Forrest looked about himself. Women with their shopping baskets were tucking pale faces away in their bonnets as they discreetly left the street, and the shopkeepers stood well away from their windows. In one of the shops a plank shutter banged closed, though it was well short of the dinner hour. Disputes between slave-traders could turn very salty. Forrest himself had been a witness in the case where Bolton shot poor McMillan, claiming McMillan had sold him a free nigger. He still felt troubled when he thought of that business, for McMillan had been uneasy about going to see Bolton in the first place, and Forrest had advised him to go, and not seen till later he ought to have gone with him. He had traveled with McMillan once in a while, running coffles upriver from New Orleans in the early summer, when the heat made unhealthy to keep too many slaves in the barracoons down there, and he’d been struck by the fact that McMillan never carried a pis
tol and never seemed to need one to govern the people he was transporting.

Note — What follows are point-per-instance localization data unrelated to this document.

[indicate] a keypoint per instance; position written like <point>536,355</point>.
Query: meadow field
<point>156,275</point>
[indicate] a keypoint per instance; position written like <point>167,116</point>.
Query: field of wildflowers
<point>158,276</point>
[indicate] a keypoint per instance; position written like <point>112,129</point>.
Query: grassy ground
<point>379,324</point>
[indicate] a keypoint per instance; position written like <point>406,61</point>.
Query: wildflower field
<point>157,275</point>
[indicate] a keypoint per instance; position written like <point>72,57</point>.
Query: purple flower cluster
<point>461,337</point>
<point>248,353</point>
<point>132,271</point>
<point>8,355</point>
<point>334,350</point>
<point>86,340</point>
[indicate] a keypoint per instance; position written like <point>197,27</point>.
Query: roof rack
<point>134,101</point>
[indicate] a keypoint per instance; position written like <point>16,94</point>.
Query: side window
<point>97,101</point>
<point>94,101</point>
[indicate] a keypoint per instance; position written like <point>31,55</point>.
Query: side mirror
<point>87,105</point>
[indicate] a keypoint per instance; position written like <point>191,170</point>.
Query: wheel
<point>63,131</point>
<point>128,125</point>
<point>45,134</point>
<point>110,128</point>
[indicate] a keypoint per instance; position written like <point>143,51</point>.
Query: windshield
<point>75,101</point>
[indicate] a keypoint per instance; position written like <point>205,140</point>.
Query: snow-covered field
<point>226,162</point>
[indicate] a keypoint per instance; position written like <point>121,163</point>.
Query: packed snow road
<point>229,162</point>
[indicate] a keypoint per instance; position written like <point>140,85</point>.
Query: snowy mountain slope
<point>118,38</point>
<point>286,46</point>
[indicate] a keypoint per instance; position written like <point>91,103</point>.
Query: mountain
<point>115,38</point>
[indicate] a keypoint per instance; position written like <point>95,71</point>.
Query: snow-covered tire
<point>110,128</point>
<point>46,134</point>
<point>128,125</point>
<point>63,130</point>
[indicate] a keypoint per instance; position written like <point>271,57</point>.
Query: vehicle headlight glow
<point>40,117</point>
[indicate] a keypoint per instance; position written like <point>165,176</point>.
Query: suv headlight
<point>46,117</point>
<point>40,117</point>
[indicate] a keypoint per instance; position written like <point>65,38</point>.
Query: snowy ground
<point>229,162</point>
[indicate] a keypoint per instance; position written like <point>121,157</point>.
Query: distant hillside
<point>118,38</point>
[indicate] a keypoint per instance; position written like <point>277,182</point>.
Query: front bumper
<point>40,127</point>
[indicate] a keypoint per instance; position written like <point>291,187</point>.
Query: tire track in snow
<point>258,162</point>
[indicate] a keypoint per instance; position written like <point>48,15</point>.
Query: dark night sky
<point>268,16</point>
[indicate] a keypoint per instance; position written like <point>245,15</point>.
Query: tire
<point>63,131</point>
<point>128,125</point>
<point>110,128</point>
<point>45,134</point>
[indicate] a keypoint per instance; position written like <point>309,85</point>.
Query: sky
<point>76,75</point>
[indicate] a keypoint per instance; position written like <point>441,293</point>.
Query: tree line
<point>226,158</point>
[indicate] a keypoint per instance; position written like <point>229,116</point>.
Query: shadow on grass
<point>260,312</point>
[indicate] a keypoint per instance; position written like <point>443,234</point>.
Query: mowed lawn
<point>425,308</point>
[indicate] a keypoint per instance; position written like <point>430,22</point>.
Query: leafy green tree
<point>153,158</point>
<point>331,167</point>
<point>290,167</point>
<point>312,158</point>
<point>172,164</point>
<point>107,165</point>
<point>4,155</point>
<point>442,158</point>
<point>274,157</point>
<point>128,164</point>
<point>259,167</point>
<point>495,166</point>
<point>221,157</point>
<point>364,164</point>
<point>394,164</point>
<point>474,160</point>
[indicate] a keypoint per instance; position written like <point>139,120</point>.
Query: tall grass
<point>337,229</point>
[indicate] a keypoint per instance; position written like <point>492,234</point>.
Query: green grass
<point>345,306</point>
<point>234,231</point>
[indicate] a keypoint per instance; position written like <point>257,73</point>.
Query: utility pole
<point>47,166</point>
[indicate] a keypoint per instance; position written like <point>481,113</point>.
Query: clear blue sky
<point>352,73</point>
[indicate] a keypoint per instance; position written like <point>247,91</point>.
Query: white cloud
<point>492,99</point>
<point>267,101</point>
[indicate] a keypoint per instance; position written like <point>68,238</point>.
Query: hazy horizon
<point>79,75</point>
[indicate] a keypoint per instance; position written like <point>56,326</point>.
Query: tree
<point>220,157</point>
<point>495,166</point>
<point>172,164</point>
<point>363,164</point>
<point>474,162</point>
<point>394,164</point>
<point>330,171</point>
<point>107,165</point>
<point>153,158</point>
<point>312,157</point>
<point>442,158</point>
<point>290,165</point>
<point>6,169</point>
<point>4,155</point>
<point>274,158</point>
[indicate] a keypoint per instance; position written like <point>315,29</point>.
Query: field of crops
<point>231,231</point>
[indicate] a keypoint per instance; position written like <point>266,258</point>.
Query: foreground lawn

Bolton must also have known McMillan generally went unarmed, for he shot him in cold blood and threw down a knife afterward to make a claim he’d been attacked. McMillan had lived long enough to tell this story; they carried him back to Forrest’s house to finish his dying. In the back of his mind Forrest had thought Bolton too much a coward to do what he did—a poor risk to misjudge a man that way. Though Forrest and others testified to the murder, Bolton went free. As for the free nigger, it turned that he really was free and could prove it to boot, so he had been turned loose a good while before, and whoever had paid for him lost his money. There was no use thinking about any of it really.